Pigs, for me, are complex symbols. They’re associated linguistically with gluttony, and are associated often with dirt and filth. Yet in the dream, they were more like pets, snuggling together on a bed taking a nap, so the gluttony and filth don’t create much of an “aha” for me.
Pigs are also highly intelligent animals, one of the most intelligent that we humans regularly raise for food. So they offer the complexity of being both pets in the dream and so representing unconditional love, but also potential food sources, which in a dream would symbolize non-physical nourishment. (For an interesting article on eating in dreams, see Jeremy Taylor’s post at Psychology Today http://www.psychologytoday.com/blog/the-wisdom-your-dreams/201101/eating-in-dreams).
Archetypally, pigs are associated with abundance, growing from two-pound babies to 300-400 pound adults.
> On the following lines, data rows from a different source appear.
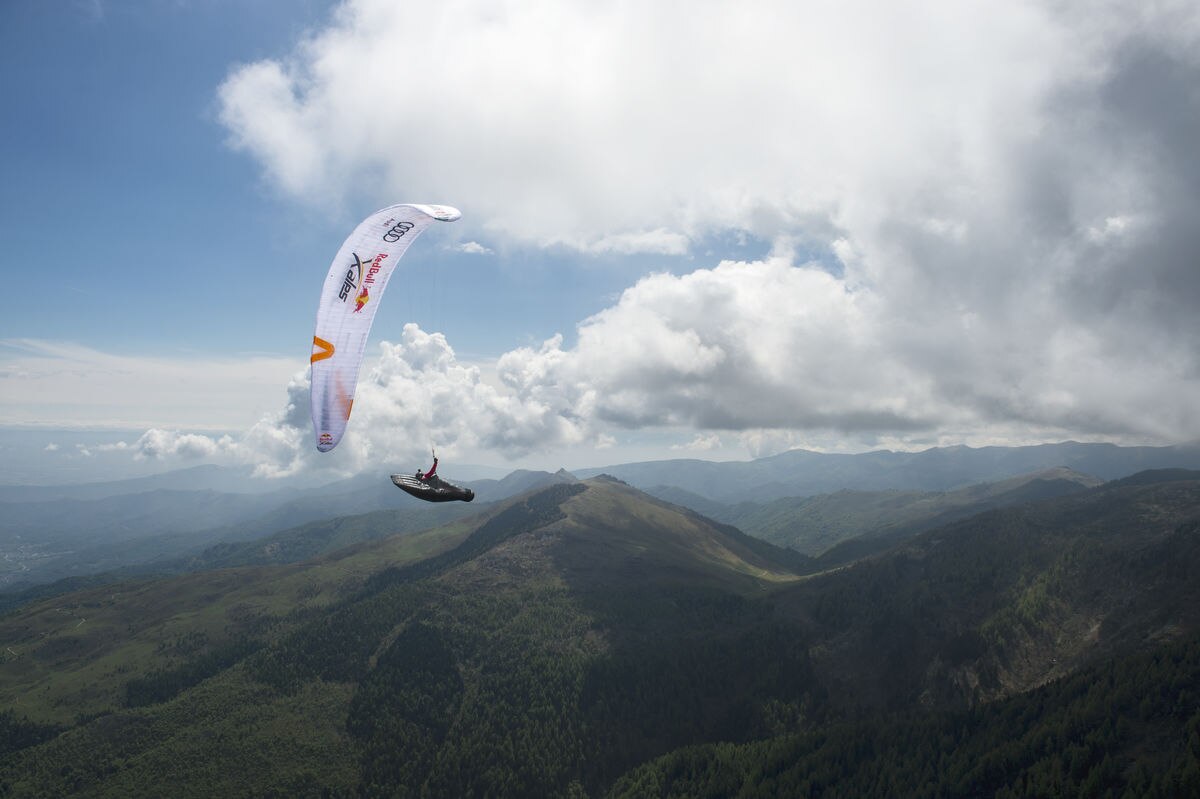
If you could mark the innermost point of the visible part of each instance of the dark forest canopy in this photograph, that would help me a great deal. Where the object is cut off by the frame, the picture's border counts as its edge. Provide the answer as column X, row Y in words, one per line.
column 589, row 640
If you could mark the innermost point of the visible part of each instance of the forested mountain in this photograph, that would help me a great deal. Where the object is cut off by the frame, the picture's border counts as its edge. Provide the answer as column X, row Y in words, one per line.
column 57, row 533
column 564, row 641
column 873, row 520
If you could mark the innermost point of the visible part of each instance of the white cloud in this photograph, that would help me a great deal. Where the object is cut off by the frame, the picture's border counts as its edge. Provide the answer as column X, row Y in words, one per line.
column 65, row 384
column 1009, row 192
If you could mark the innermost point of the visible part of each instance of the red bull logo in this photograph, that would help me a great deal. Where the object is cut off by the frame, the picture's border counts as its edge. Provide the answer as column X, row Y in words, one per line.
column 364, row 295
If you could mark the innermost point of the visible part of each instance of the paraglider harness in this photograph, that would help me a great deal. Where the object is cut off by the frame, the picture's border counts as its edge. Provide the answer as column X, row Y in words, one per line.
column 430, row 476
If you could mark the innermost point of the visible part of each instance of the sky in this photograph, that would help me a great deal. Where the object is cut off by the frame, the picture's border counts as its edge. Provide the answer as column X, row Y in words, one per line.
column 715, row 229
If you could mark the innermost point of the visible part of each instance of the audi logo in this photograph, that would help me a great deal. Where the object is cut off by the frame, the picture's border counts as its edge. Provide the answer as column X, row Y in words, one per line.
column 397, row 230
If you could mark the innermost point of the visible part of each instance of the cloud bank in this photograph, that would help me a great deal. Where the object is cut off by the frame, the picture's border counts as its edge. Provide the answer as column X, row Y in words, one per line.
column 1009, row 193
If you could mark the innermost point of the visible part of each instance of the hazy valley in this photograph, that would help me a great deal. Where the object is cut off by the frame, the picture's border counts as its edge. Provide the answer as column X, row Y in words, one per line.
column 1035, row 632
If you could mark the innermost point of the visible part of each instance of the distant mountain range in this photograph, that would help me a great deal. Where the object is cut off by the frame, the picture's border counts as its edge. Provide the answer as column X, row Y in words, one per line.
column 801, row 473
column 49, row 533
column 587, row 638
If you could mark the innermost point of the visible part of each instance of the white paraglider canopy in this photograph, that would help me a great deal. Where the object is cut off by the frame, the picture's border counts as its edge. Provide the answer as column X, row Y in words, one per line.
column 349, row 299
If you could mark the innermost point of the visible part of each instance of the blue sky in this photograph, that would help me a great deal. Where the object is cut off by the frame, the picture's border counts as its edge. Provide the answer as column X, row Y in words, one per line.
column 719, row 235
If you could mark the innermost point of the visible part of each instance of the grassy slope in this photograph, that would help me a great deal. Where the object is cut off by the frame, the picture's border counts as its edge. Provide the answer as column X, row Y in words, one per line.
column 574, row 635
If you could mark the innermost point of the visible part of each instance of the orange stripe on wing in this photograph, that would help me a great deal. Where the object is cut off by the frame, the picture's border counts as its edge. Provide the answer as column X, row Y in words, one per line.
column 325, row 349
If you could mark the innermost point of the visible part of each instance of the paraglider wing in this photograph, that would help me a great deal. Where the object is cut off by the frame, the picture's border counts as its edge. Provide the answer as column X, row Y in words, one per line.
column 349, row 299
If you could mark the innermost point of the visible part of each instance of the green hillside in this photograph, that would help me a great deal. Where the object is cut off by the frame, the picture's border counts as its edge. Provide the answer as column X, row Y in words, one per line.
column 579, row 632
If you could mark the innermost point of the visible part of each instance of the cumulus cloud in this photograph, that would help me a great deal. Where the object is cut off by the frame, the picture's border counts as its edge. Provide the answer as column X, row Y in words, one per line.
column 1009, row 192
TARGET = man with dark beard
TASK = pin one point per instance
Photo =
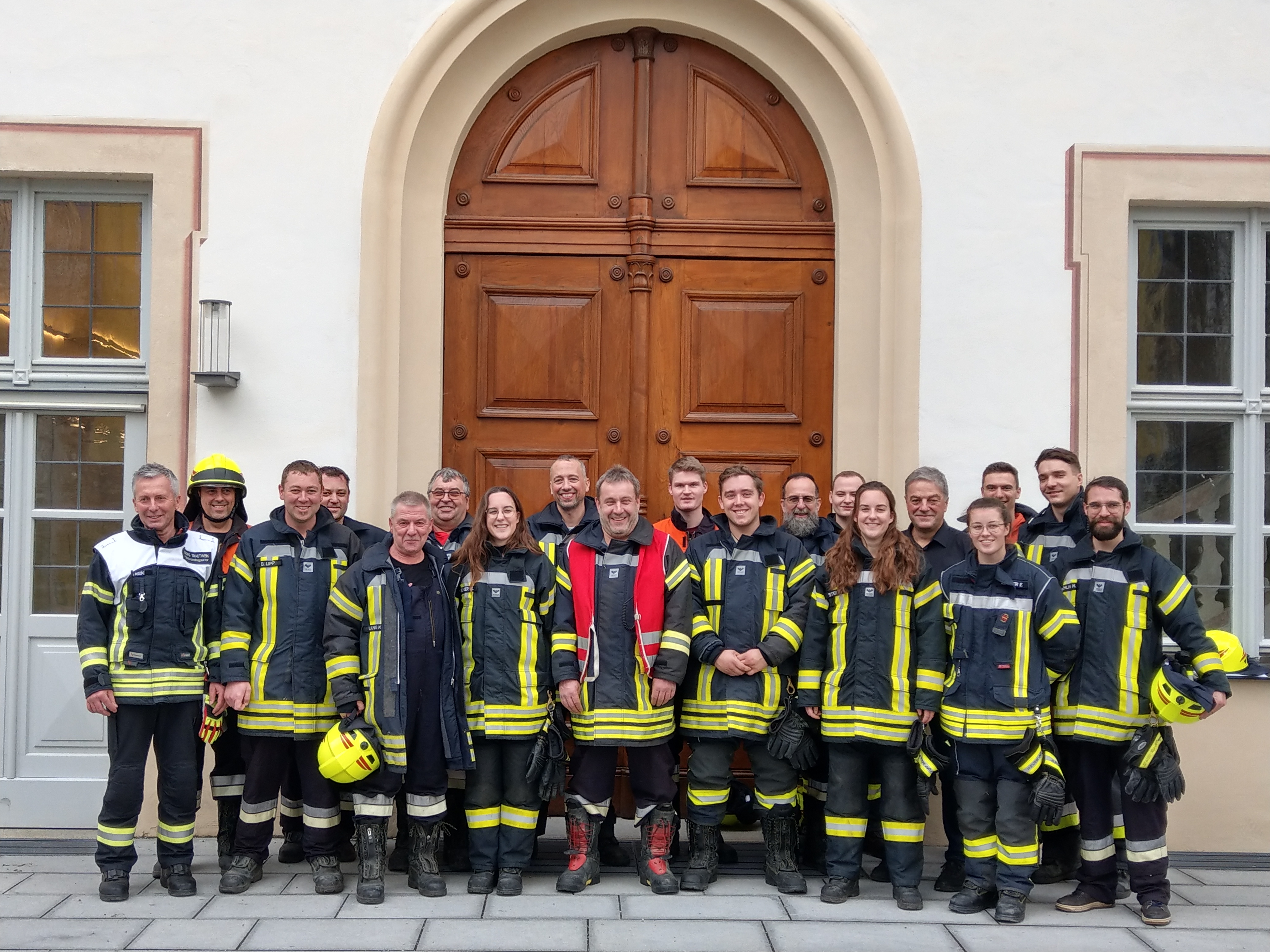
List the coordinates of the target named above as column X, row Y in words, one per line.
column 801, row 516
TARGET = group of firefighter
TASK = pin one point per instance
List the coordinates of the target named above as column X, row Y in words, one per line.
column 343, row 673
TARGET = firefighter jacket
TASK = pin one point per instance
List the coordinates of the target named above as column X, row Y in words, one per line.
column 1044, row 537
column 623, row 616
column 1127, row 601
column 366, row 657
column 275, row 614
column 214, row 607
column 676, row 529
column 454, row 540
column 753, row 592
column 873, row 659
column 821, row 540
column 1011, row 632
column 505, row 620
column 141, row 615
column 549, row 531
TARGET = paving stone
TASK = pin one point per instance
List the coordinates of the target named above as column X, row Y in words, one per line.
column 876, row 937
column 1174, row 940
column 1225, row 895
column 66, row 884
column 335, row 935
column 1227, row 878
column 27, row 905
column 412, row 905
column 248, row 907
column 508, row 936
column 201, row 933
column 158, row 905
column 696, row 936
column 688, row 905
column 69, row 933
column 1046, row 938
column 561, row 905
column 876, row 910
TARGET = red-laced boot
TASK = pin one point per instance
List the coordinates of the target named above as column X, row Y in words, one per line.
column 583, row 832
column 658, row 830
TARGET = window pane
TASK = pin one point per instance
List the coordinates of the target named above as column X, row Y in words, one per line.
column 63, row 551
column 92, row 280
column 1184, row 471
column 1206, row 562
column 79, row 462
column 1185, row 291
column 6, row 258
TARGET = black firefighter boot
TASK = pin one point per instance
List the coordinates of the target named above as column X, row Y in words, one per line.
column 657, row 832
column 426, row 847
column 583, row 833
column 704, row 860
column 226, row 828
column 780, row 838
column 373, row 846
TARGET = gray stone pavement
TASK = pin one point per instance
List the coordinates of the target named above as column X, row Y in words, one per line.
column 50, row 903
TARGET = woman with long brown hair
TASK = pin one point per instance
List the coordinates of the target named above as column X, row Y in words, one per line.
column 870, row 668
column 503, row 589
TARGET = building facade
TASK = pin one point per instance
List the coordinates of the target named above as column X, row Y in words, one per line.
column 804, row 234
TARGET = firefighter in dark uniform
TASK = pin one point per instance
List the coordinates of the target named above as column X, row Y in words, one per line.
column 214, row 504
column 393, row 654
column 619, row 649
column 752, row 592
column 275, row 675
column 872, row 666
column 1011, row 634
column 1127, row 597
column 144, row 655
column 503, row 589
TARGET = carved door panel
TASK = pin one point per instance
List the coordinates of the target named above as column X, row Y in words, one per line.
column 538, row 354
column 742, row 369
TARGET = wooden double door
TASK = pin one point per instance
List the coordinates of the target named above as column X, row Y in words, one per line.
column 639, row 266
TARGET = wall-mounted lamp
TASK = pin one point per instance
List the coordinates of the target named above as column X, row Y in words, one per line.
column 214, row 346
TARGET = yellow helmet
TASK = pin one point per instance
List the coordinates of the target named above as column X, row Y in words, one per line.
column 1178, row 699
column 348, row 752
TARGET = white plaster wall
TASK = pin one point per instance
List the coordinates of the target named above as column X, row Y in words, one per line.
column 995, row 92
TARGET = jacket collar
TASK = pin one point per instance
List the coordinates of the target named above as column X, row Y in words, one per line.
column 149, row 537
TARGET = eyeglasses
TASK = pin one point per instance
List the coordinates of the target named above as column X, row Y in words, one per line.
column 980, row 529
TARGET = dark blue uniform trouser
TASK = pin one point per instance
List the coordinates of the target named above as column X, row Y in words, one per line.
column 998, row 829
column 173, row 728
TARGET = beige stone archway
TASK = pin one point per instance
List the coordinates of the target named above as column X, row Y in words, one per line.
column 804, row 48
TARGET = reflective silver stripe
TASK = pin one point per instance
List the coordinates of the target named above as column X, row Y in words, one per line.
column 996, row 604
column 611, row 559
column 1096, row 573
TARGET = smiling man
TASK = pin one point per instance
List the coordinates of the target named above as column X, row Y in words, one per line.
column 619, row 650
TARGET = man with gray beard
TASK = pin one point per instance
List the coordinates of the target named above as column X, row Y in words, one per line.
column 801, row 512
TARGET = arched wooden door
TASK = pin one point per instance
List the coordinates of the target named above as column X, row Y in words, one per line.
column 639, row 266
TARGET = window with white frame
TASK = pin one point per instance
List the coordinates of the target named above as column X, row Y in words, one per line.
column 1199, row 408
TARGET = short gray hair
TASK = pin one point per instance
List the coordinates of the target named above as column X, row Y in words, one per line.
column 928, row 474
column 618, row 474
column 150, row 471
column 409, row 498
column 448, row 474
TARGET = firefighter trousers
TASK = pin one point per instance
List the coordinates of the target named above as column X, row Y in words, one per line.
column 1090, row 772
column 710, row 779
column 846, row 812
column 595, row 770
column 501, row 807
column 998, row 829
column 173, row 729
column 268, row 760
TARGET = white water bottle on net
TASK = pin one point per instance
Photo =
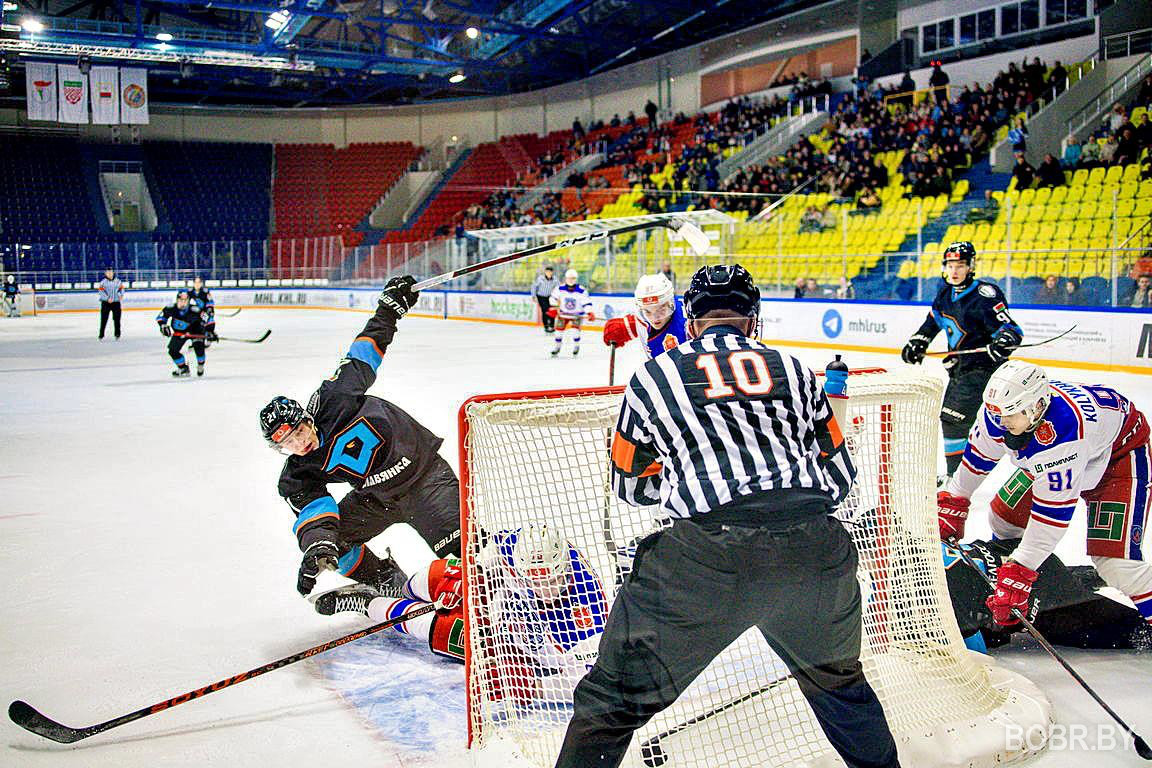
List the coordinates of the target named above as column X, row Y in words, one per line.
column 536, row 465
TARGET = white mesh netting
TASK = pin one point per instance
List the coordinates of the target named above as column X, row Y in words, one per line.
column 542, row 459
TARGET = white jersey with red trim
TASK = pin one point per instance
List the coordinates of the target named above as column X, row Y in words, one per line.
column 571, row 301
column 1083, row 428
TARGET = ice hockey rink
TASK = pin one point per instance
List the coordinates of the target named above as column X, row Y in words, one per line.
column 146, row 553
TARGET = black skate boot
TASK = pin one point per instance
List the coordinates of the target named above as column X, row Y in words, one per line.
column 353, row 599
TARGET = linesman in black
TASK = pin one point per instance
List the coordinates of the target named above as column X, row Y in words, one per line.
column 391, row 461
column 972, row 313
column 181, row 322
column 737, row 445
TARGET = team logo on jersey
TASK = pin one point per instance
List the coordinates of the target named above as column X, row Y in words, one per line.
column 1045, row 433
column 582, row 617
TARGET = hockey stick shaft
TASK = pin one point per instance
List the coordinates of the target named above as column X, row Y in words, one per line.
column 30, row 720
column 1142, row 746
column 691, row 233
column 245, row 341
column 979, row 350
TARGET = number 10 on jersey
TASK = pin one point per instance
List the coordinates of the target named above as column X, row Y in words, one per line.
column 744, row 369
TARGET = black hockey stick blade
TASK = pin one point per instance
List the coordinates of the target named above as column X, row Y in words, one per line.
column 28, row 717
column 249, row 341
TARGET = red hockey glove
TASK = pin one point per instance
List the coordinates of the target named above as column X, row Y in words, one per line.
column 618, row 331
column 953, row 514
column 1014, row 587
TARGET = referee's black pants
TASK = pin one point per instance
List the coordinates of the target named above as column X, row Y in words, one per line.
column 691, row 593
column 113, row 309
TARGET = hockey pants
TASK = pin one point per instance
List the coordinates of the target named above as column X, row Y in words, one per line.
column 691, row 593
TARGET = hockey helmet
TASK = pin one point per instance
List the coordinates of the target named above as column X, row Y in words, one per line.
column 656, row 298
column 1017, row 387
column 279, row 418
column 722, row 287
column 540, row 561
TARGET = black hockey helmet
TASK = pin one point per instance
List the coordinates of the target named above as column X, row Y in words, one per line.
column 280, row 417
column 721, row 287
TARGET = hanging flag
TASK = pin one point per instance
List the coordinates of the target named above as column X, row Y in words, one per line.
column 104, row 89
column 73, row 93
column 42, row 90
column 134, row 96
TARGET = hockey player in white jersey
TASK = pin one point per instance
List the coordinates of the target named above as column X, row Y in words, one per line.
column 659, row 317
column 548, row 601
column 1071, row 441
column 571, row 303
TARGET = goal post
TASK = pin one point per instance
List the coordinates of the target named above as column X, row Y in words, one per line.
column 542, row 459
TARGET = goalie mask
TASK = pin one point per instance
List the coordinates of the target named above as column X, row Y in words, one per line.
column 656, row 299
column 1017, row 388
column 540, row 561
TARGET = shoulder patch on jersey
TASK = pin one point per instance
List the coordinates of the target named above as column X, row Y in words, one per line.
column 1045, row 433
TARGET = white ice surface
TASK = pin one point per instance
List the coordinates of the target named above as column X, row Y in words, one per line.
column 145, row 552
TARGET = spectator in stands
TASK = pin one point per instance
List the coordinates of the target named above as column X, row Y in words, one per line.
column 1050, row 293
column 112, row 290
column 1143, row 296
column 1023, row 172
column 987, row 211
column 1050, row 173
column 651, row 111
column 1058, row 78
The pigs in my dream are young, so perhaps represent abundance that isn’t yet in its fullness. According to the Taschen Book of Symbols, “The expeditious habits of the pig resemble the moral neutrality attributed to nature, for whom creativity and destruction, order and disorder are simply aspects of her eternal round.”
Perhaps my dream suggests that I need to come to peace with the paradox of living.